Midnight at the Bright Ideas Bookstore by Matthew Sullivan

Midnight at the Bright Ideas BookstoreMidnight at the Bright Ideas Bookstore by Matthew J. Sullivan
My rating: 4 of 5 stars

Lydia works in a bookstore and is in a happy relationship with her boyfriend David. But she harbors a secret, a violent one, from her past. The funky local bookstore is home to a collection of characters she calls the BookFrogs. One day, one of her favorite BookFrogs, a troubled young man named Joey, hangs himself in the store. This tragic act opens up a cascade of events reopening her troubled past and changing the fate of several of the characters in the book.

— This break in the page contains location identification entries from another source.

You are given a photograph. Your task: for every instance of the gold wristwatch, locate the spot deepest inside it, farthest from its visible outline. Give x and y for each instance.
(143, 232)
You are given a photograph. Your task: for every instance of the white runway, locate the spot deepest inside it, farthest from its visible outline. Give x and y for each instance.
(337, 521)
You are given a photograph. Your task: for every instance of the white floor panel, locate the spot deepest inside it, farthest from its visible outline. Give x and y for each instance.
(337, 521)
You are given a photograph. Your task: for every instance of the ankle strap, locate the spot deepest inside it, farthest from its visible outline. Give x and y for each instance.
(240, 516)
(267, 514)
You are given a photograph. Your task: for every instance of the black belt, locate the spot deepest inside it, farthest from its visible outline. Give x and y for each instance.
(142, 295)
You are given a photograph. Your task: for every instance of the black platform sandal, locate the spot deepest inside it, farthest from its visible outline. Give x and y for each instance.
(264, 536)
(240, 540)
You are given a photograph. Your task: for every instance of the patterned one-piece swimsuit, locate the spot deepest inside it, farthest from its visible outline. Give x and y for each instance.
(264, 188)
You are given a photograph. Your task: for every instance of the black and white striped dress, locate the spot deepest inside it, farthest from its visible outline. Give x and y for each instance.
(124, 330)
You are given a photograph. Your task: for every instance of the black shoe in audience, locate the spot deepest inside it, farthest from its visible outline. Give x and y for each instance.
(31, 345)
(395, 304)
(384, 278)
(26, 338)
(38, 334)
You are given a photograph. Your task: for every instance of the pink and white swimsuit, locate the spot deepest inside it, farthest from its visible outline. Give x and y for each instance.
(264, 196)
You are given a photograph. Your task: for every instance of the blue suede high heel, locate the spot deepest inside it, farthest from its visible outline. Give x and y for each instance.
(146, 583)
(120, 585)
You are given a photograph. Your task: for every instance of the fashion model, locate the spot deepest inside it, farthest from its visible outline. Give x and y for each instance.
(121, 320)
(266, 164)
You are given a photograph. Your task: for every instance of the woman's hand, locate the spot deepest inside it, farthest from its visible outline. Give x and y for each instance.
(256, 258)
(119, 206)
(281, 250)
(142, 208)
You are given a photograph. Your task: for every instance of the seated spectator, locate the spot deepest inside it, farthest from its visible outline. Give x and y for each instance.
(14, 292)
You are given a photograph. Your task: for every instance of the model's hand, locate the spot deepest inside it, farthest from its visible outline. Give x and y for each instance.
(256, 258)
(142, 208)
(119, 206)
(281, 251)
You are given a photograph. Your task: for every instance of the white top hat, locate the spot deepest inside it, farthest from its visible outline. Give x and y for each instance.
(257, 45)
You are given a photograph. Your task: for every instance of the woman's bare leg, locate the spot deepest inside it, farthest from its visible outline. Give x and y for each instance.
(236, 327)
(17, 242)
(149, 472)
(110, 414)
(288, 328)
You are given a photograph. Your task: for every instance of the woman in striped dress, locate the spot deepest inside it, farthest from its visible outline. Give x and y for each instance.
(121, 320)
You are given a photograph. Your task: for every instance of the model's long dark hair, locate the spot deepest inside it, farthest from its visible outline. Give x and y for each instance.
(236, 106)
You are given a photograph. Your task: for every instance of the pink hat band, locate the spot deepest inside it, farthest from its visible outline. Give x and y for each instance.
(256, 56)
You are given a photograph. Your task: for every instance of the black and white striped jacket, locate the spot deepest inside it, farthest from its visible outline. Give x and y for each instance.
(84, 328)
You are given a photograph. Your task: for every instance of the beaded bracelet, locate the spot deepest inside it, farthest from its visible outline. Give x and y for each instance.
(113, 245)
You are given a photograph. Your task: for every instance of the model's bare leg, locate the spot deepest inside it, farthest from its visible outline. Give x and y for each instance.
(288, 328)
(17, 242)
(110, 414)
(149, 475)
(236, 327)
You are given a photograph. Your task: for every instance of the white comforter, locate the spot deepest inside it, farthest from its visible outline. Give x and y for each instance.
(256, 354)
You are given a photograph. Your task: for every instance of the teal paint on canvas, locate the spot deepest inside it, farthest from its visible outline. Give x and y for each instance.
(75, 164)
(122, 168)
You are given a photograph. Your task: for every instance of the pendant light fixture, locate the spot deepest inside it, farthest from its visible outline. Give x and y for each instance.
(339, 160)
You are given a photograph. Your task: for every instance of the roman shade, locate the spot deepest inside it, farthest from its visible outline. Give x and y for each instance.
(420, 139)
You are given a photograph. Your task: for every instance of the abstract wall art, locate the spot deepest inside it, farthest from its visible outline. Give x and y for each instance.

The story is slow to get going, but it eventually unfolds into something like a traditional mystery. The characters, including Lydia, are not entirely likeable for various reasons. One bugaboo I have is that many of them smoke, which to this author is apparently still a cool thing to do and makes people attractive. (NOT!) This fallacy is still prevalent in movies and TV, I’m afraid, but I digress. The pace of the book is good once the plot gets into full swing about halfway through. The story is told in two temporal stages, switching from the present day to Lydia’s childhood, another irritating but currently popular stylistic choice. The clues to the mystery are doled out sparingly but fairly so that the astute reader can begin to see a glimmer of the solution before it arrives, but the full resolution isn’t revealed until the end. There were a few loose ends that were never explained, like Joey’s unusual manner of “writing” to Lydia before his death. The ending, especially the epilogue, was not entirely satisfying to me, but it avoided cliches and sappiness that might have been worse.